Run Cleanup! using the following configuration:

1. Click Options...
2. Set the slider initially to Standard CleanUp!
3. Uncheck the following:

• Delete Newsgroup cache
• Delete Newsgroup Subscriptions
• Scan local drives for temporary files

4. Click OK
5. Press the CleanUp! button to start the program.


* * * * * *


This will clear the infected files from the System Volume Information folder
Go to Start >> Run - type control sysdm.cpl,,4 & press Enter

• Tick on the checkbox - Turn off System Restore on all drives
• Click Apply

Turn it back 'On' by unticking the same checkbox & click OK


* * * * * *


Reboot the machine & post the following logs:

1. fresh Hijackthis log.
2. Q-Log.tx (if available)
3. The uninstall command for BLM2.44.00

* * * * * *


After you have posted the required logs, I shall require you to update your copy of Sun's java. Older versions of Java have been identified as entry for malware.

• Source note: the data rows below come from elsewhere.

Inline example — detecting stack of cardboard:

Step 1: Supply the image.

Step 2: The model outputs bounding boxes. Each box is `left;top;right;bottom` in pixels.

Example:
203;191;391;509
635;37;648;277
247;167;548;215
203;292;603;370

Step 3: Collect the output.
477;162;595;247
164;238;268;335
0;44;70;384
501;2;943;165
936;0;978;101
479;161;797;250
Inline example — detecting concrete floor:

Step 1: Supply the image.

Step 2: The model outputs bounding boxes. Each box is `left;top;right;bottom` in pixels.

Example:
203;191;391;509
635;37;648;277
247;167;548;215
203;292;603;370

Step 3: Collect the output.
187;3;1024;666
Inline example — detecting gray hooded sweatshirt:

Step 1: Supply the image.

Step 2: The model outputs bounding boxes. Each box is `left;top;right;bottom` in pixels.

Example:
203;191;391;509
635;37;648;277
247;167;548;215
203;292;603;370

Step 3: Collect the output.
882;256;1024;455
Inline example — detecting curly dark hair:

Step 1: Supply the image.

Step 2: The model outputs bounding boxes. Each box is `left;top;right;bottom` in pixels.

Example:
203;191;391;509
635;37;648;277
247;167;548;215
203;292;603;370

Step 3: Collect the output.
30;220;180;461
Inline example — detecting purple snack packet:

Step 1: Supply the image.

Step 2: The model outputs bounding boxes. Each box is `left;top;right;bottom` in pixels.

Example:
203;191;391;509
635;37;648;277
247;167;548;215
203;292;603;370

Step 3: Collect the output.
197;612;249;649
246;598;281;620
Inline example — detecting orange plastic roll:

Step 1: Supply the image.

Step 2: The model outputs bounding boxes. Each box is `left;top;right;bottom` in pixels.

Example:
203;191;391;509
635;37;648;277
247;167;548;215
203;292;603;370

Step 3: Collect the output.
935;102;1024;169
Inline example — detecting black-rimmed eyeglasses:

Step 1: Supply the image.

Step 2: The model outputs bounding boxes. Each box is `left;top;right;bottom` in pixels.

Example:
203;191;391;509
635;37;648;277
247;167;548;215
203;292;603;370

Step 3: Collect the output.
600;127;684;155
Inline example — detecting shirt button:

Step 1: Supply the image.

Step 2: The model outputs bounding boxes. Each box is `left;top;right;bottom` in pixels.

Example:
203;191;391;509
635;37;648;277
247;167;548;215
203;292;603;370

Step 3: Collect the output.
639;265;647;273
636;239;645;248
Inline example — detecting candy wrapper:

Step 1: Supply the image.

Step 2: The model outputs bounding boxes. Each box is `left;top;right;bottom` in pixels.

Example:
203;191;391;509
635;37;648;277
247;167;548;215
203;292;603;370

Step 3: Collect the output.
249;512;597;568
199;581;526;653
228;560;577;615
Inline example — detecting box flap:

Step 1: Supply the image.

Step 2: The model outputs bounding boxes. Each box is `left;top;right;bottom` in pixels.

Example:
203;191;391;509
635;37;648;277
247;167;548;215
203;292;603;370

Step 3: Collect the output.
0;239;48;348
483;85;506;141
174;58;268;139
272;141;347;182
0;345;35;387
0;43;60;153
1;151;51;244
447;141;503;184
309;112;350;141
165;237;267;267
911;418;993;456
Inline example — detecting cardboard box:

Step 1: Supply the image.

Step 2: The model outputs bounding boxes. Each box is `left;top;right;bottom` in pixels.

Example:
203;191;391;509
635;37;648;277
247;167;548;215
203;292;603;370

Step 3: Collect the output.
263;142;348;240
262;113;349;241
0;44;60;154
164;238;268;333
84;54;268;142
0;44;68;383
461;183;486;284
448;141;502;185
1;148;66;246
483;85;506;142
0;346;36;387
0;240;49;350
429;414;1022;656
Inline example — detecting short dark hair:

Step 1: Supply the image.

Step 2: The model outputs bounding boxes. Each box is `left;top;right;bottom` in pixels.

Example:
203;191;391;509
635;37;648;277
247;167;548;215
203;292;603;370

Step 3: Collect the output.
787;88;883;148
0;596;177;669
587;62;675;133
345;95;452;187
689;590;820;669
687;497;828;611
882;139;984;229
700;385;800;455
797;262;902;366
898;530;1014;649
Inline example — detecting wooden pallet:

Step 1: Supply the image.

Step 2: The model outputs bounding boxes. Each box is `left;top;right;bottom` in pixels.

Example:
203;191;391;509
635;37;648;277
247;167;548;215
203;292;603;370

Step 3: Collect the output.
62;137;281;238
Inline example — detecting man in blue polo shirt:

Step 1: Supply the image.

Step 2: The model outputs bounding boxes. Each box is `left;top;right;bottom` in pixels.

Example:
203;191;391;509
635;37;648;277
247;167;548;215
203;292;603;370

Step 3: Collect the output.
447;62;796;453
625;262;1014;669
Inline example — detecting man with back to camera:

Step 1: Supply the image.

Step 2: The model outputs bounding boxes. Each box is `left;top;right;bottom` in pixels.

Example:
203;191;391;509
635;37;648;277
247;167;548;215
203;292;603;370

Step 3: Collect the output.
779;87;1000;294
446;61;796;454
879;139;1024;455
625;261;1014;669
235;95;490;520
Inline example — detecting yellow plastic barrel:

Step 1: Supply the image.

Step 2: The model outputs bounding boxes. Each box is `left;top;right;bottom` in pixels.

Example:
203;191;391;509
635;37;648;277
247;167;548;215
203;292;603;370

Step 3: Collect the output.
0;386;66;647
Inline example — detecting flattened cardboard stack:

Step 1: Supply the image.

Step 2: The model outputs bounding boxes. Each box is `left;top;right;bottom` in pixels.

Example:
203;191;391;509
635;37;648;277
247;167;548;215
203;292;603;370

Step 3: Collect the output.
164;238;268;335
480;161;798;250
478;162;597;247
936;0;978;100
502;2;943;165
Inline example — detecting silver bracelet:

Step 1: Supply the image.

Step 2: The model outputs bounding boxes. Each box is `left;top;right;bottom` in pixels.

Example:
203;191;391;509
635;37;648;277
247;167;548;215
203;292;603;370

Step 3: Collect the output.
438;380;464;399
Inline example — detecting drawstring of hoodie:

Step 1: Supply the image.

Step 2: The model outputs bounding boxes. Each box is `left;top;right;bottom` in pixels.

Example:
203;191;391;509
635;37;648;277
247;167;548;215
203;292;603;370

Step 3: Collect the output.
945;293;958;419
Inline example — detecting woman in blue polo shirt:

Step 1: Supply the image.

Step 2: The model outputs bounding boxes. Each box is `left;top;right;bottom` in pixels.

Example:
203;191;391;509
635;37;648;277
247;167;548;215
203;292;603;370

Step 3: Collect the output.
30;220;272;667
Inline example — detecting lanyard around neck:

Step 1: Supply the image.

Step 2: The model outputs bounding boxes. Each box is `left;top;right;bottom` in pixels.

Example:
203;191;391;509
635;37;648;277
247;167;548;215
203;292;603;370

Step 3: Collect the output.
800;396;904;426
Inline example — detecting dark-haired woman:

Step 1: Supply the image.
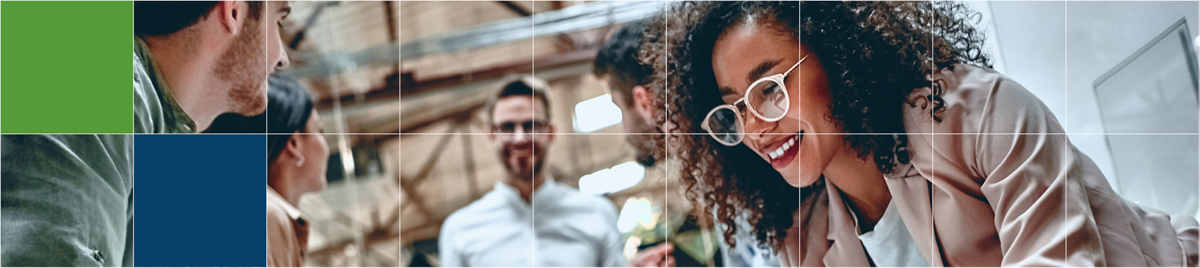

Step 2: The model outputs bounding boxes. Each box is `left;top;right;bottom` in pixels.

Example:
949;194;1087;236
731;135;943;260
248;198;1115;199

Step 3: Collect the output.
648;1;1199;266
263;75;329;266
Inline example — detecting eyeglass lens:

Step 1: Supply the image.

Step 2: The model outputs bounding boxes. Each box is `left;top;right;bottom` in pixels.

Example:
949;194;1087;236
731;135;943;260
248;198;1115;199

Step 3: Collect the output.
706;107;742;145
747;79;788;119
494;120;547;133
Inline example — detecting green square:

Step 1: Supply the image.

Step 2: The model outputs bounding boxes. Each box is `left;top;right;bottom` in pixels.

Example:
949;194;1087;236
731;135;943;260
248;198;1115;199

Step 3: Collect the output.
2;1;133;133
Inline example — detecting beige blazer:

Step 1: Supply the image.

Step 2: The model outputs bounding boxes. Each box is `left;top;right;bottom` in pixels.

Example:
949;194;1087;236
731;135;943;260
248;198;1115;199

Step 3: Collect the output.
798;64;1199;266
267;187;310;267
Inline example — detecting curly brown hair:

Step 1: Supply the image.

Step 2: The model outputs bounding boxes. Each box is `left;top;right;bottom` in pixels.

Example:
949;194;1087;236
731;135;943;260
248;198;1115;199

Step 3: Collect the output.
641;1;992;250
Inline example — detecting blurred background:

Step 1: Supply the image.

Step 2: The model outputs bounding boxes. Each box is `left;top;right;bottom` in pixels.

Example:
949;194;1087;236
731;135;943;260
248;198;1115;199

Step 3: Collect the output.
277;1;401;266
966;1;1200;220
396;1;727;267
286;0;1200;266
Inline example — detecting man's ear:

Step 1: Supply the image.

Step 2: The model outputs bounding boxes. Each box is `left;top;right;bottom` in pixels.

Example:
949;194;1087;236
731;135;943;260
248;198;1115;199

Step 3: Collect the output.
486;127;500;148
544;124;557;145
631;85;656;122
216;1;243;35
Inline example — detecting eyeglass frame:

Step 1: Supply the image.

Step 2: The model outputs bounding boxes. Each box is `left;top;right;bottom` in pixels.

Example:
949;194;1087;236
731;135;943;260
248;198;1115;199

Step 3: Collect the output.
490;119;552;137
701;53;810;146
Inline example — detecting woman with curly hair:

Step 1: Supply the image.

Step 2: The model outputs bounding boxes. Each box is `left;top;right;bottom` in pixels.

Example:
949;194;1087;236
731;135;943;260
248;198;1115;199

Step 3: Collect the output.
646;1;1200;266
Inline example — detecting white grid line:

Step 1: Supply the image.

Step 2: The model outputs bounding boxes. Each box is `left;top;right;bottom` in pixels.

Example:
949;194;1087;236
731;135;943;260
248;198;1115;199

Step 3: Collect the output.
929;2;937;265
530;1;537;266
397;1;404;264
796;0;804;262
262;2;270;265
20;132;1200;136
1063;0;1069;258
662;3;671;266
394;132;1200;136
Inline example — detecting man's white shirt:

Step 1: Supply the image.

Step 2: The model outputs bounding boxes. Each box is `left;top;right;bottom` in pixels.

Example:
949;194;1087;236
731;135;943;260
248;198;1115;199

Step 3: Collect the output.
438;179;626;267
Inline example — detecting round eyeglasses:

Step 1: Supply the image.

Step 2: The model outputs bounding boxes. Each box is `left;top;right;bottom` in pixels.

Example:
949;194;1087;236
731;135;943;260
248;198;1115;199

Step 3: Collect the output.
701;53;809;146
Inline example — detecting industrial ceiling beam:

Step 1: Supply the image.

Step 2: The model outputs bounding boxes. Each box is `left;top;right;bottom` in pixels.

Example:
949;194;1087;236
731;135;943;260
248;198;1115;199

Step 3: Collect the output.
399;47;597;133
288;1;341;49
400;1;662;59
496;1;531;17
281;42;401;78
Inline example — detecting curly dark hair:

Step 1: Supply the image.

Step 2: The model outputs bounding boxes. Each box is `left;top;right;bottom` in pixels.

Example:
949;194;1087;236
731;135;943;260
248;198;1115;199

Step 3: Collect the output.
642;1;992;250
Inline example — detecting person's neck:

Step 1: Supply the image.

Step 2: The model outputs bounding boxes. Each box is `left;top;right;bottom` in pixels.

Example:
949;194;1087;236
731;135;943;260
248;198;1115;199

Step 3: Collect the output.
268;179;304;208
267;163;315;207
503;172;547;204
823;145;891;233
143;35;224;131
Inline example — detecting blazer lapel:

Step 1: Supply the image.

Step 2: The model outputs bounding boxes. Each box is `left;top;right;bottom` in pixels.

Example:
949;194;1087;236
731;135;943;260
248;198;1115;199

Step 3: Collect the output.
822;183;872;267
886;163;945;266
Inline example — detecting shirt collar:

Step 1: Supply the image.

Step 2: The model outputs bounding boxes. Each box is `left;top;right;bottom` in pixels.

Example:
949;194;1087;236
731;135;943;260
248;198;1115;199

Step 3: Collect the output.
267;186;303;220
492;177;561;205
134;36;198;133
532;178;564;205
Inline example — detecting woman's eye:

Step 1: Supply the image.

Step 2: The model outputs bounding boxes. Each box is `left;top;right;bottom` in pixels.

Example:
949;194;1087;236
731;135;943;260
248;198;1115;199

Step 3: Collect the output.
761;83;780;95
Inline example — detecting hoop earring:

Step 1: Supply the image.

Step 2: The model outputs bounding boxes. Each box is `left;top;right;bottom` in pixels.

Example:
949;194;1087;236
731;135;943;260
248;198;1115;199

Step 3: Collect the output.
296;154;305;167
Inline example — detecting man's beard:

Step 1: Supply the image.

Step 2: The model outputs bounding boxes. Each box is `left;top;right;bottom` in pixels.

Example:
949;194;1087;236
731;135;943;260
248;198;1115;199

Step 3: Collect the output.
505;153;545;181
501;144;549;182
625;113;659;167
514;160;543;181
629;135;656;167
215;18;267;116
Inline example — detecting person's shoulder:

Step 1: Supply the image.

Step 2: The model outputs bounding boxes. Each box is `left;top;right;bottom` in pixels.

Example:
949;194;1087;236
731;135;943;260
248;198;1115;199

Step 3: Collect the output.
3;135;128;171
133;56;162;134
944;63;1028;103
265;196;292;228
947;64;1053;129
904;64;1042;134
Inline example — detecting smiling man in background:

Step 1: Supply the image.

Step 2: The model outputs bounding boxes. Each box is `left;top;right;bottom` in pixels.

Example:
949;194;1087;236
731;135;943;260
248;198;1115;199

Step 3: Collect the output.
438;76;630;267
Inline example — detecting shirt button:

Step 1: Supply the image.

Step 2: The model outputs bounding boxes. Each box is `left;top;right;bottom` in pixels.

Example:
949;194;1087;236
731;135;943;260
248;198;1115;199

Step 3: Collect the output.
92;250;105;263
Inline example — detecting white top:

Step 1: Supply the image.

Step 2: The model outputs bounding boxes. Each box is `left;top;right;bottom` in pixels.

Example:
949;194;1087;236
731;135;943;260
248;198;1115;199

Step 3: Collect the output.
438;180;627;267
853;201;929;267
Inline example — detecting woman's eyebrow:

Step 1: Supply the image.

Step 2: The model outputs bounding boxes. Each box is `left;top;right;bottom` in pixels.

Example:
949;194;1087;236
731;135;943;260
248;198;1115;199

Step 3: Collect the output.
719;86;737;97
746;58;784;86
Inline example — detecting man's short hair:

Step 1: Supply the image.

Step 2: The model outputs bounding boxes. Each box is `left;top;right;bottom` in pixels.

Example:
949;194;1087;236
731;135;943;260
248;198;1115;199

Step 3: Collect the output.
485;76;553;124
593;19;650;106
134;1;263;37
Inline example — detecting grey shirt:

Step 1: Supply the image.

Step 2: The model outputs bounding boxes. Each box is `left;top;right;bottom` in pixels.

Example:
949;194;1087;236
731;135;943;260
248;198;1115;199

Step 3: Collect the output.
1;135;134;266
133;37;196;134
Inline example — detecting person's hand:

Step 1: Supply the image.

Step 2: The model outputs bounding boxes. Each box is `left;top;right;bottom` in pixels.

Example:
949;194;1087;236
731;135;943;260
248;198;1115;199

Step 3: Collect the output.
627;243;675;267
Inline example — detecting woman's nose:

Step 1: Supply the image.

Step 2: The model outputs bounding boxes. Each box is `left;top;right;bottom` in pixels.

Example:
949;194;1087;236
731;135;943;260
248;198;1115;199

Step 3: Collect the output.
743;109;776;141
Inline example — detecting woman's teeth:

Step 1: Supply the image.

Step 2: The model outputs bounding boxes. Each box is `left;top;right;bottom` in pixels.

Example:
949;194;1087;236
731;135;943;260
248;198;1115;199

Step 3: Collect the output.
769;136;798;160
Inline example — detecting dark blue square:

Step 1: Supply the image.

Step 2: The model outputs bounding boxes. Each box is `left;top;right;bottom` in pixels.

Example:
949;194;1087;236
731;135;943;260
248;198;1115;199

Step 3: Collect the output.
134;134;264;266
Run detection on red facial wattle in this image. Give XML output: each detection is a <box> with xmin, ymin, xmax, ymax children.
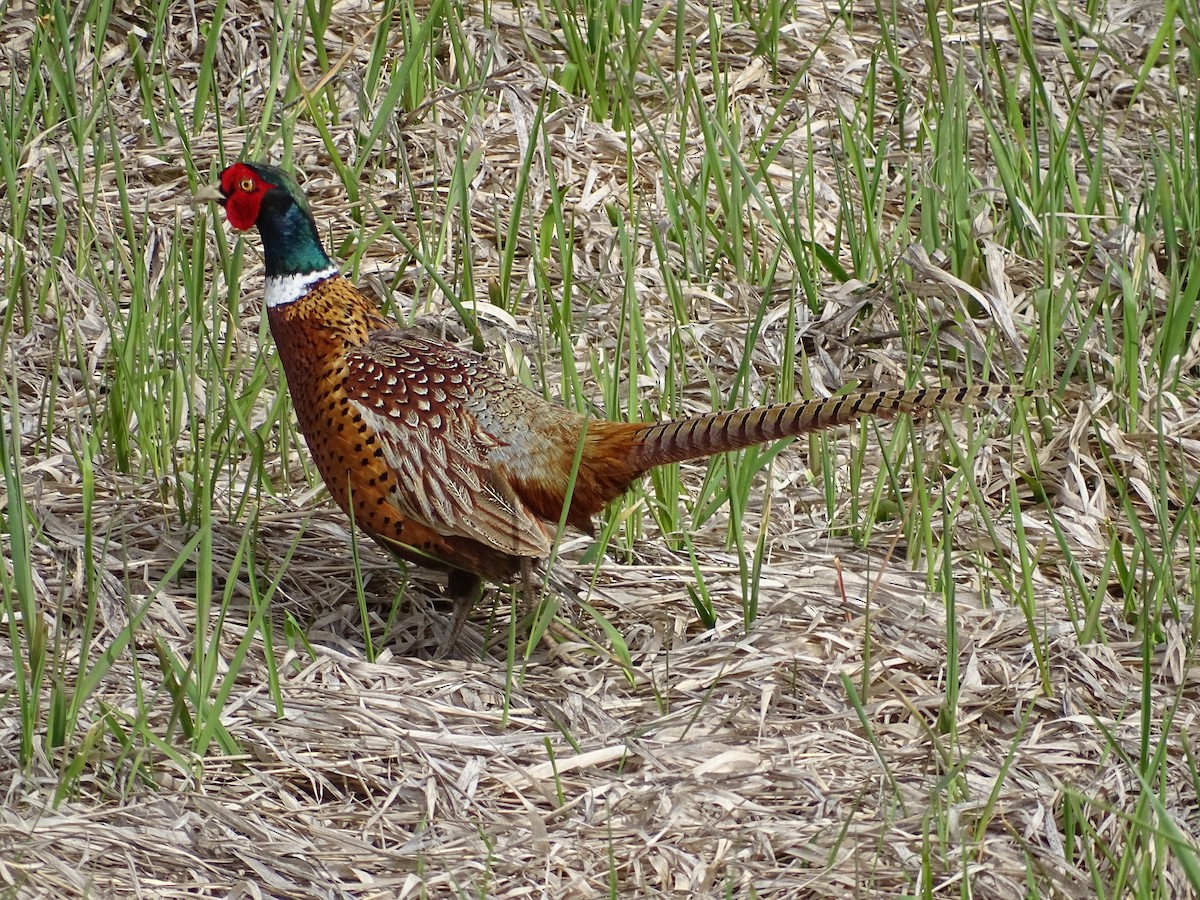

Updating Java and Clearing Cache

1. Go to Start > Control Panel double-click on the Java Icon (coffee cup) in the Control Panel.
2. It will say "Java Plug-in" under the icon.
3. If it is not visible, click on 'Switch to Classic View' in the left pane of the Control Panel or 'Other Control Panel Options'
4. Please find the Update button or tab in the Java Control Panel. Update your Java then reboot.
5. If you are unable to update you can manually update by going here:
   
   http://www.java.com/en/download/manual.jsp
   
   
6. After the reboot, go back into the Control Panel and double-click the Java Icon.
7. Under the Advanced Tab, click <Applet> tag support and select the browser(s) you are using.
8. Under Temporary Internet Files, click the Delete Files button.
9. There are three options in the window to clear the cache - Leave ALL 3 Checked
   • Downloaded Applets
     Downloaded Applications
     Other Files
10. Click OK on Delete Temporary Files Window
    Note: This deletes ALL the Downloaded Applications and Applets from the CACHE.
11. Click OK to leave the Java Control Panel.